BALTIMORE (AP) _ Three musical groups from the Peabody Conservatory, the nation's oldest school of music, have been invited to tour the Soviet Union next fall, school officials say.

The invitations come on the heels of an announcement that the Baltimore Symphony Orchestra will visit Moscow and Leningrad next month.

The conservatory groups will perform in Moscow and Leningrad for 10 days, beginning Nov. 26, in tours that mark the first time in more than 20 years that an American music school has sent performers to the Soviet Union.

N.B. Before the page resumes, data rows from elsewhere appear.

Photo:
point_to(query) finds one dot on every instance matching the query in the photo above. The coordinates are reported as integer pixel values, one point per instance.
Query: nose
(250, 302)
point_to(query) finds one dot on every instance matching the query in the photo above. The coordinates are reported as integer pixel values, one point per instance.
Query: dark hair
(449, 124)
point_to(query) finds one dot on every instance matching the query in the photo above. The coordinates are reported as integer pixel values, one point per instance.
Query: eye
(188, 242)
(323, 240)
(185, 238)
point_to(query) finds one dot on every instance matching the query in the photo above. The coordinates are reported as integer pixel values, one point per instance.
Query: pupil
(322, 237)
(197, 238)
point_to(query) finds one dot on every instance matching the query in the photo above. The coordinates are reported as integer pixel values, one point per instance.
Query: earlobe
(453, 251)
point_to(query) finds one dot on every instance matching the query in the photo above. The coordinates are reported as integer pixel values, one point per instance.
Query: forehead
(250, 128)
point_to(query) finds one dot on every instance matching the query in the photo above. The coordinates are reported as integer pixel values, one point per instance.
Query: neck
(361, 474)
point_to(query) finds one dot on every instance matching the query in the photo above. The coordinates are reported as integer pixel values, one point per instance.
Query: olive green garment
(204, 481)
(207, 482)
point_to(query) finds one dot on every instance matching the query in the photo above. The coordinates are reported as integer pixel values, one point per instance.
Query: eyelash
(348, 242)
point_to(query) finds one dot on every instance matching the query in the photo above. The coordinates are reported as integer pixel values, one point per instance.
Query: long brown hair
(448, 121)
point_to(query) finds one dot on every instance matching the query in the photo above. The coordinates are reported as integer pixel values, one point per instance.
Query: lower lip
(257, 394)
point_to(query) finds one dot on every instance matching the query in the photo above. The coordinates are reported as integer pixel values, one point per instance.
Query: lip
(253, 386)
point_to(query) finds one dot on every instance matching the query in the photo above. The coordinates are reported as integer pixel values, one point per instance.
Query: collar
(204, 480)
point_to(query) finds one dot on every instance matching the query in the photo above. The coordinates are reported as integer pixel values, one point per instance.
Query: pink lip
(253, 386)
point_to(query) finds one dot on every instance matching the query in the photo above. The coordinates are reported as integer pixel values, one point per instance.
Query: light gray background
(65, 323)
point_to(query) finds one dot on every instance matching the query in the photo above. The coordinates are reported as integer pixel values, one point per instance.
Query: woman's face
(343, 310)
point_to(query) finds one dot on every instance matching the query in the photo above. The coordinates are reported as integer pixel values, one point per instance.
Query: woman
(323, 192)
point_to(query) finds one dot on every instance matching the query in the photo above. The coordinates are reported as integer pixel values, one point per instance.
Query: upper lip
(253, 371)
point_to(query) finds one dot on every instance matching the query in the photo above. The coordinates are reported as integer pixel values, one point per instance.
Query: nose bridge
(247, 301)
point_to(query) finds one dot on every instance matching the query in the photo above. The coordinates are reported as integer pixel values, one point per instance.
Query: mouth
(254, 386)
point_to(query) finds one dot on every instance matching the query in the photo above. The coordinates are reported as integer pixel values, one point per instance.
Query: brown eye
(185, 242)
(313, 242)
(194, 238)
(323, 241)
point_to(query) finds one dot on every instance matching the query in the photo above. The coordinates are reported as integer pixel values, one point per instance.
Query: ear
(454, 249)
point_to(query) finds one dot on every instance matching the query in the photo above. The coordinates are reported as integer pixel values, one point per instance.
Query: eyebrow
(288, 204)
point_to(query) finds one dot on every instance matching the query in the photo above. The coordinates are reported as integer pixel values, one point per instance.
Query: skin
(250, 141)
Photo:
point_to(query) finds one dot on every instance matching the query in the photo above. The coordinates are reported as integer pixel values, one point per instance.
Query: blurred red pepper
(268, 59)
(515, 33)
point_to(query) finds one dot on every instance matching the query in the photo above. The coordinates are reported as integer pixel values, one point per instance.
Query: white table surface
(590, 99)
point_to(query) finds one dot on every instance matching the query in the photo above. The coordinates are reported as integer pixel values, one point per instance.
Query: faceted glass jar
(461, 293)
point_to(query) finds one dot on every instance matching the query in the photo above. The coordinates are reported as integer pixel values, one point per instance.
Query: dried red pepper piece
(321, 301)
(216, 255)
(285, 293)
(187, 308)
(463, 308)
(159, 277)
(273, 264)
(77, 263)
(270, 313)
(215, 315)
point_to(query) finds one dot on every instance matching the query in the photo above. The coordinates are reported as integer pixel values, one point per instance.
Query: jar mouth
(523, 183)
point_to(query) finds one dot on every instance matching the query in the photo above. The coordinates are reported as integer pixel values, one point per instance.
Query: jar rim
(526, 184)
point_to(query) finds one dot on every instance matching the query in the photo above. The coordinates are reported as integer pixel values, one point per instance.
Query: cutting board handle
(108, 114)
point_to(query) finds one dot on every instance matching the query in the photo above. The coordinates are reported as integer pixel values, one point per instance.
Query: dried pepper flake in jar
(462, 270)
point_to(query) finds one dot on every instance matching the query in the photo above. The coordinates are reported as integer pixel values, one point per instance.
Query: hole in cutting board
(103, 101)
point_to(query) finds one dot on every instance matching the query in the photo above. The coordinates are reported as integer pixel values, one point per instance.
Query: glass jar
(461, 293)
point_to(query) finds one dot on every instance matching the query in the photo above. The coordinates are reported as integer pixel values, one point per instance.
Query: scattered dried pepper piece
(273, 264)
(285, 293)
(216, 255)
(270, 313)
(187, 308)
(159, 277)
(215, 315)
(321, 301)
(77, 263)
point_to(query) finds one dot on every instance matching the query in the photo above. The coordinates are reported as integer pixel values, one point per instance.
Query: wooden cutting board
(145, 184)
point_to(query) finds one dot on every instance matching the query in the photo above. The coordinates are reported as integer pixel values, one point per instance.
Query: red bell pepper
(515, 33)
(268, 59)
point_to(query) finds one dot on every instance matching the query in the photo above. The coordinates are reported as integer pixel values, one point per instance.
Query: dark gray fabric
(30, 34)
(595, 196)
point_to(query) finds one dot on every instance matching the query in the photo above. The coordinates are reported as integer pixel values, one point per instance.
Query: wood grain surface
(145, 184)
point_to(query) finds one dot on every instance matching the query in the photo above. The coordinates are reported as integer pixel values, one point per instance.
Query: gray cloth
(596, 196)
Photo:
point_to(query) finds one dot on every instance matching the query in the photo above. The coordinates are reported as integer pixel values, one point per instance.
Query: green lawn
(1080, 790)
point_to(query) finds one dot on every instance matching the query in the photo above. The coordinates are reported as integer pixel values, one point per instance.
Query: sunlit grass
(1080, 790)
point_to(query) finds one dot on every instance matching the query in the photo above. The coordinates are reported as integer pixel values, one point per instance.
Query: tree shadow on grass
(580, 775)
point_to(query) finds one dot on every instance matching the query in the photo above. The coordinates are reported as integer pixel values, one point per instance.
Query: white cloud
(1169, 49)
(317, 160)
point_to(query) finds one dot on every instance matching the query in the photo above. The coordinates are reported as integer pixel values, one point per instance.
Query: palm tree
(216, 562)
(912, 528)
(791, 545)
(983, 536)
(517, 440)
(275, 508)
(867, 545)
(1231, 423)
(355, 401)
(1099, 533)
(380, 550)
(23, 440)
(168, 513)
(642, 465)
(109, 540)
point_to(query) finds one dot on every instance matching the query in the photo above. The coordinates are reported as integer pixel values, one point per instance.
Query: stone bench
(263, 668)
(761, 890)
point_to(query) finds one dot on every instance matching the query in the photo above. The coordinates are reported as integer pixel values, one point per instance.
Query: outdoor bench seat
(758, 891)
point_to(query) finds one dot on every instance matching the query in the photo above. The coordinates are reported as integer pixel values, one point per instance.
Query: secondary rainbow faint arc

The invitations to the Peabody Symphony Orchestra, Peabody Honors Quintet and the Peabody Ragtime Ensemble, a group of Peabody graduates, were planned for performances in conjunction with a Smithsonian Institution exhibit, ''New Horizons: American Painting 1840-1910.''

While the Baltimore Symphony Orchestra will perform only two American pieces for Soviet listeners, the Peabody groups will play only American music from the period coinciding with the exhibition works.

The programs include works by Charles Ives, Aaron Copland, Charles Martin Loeffler, Edward MacDowell and Virgil Thomson. Much of the music hasn't been performed in the Soviet Union previously.

Robert Pierce, director of the school founded in 1856, expressed confidence that Peabody could raise the $200,000 needed for the trip. ''This is a real coup for the city of Baltimore and the state of Maryland. I'm sure that we will attract donors.''

Johns Hopkins University also will organize a symposium at Moscow's State Tretyakov Gallery to coincide with the exhibition opening Nov. 16, Pierce said.

The musical invitation derived from a 1983 invitation to the Smithsonian to exhibit in the USSR. Cooled relations between the superpowers delayed the show until the Geneva summit led to the resumption of cultural exchanges.